Often, the time to buy a great company is when it stumbles
Chuck Saletta (Celgene): Celgene is a huge player among biotech companies, with a market capitalization around $57 billion. Yet its shares are substantially down year to date and trade near levels not seen since 2014. A big part of the issue is that it has had a series of recent high-profile problems getting compounds through the FDA approval process, calling into question its ability to generate future revenue growth.
That's a big deal in the biotech industry, as patent protections on pharmaceuticals don't last forever, and once generics are approved, revenue on branded products tends to collapse. If Celgene doesn't get its mojo back when it comes to getting new compounds through the FDA approval process, not only is its future growth in question, but so is its overall revenue stream.

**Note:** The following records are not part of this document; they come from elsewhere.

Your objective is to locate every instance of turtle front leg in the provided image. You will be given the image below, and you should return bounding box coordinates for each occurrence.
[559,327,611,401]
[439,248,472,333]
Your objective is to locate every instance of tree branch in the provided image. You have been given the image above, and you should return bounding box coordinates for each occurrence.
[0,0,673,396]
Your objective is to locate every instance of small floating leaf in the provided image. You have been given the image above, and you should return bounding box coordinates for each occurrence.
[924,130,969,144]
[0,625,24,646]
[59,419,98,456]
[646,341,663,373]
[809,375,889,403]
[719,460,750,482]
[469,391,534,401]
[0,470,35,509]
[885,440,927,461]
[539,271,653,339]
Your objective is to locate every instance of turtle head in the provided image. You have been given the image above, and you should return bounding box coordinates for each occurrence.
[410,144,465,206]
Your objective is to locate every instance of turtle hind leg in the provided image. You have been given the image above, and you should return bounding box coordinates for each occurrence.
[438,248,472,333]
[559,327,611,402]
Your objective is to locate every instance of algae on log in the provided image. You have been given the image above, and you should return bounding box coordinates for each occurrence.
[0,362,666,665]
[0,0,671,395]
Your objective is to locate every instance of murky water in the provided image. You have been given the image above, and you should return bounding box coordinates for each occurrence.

The market is concerned about that very bleak potential future, and thus it has sent Celgene's shares down to multiyear lows. It's within that context, however, that Celgene looks like a potential candidate for investors to buy. It trades at an astoundingly low eight times anticipated forward earnings, and even with the longer-term risks to its revenue, its earnings are expected to grow at a decent pace over the next five years.
An investment in Celgene today is a calculated risk that it will soon get itself back on track with regards to the FDA and resume its ability to bring new medications to market. Assuming it succeeds, the market's worries today will soon be forgotten, giving its shares plenty of opportunity to recover.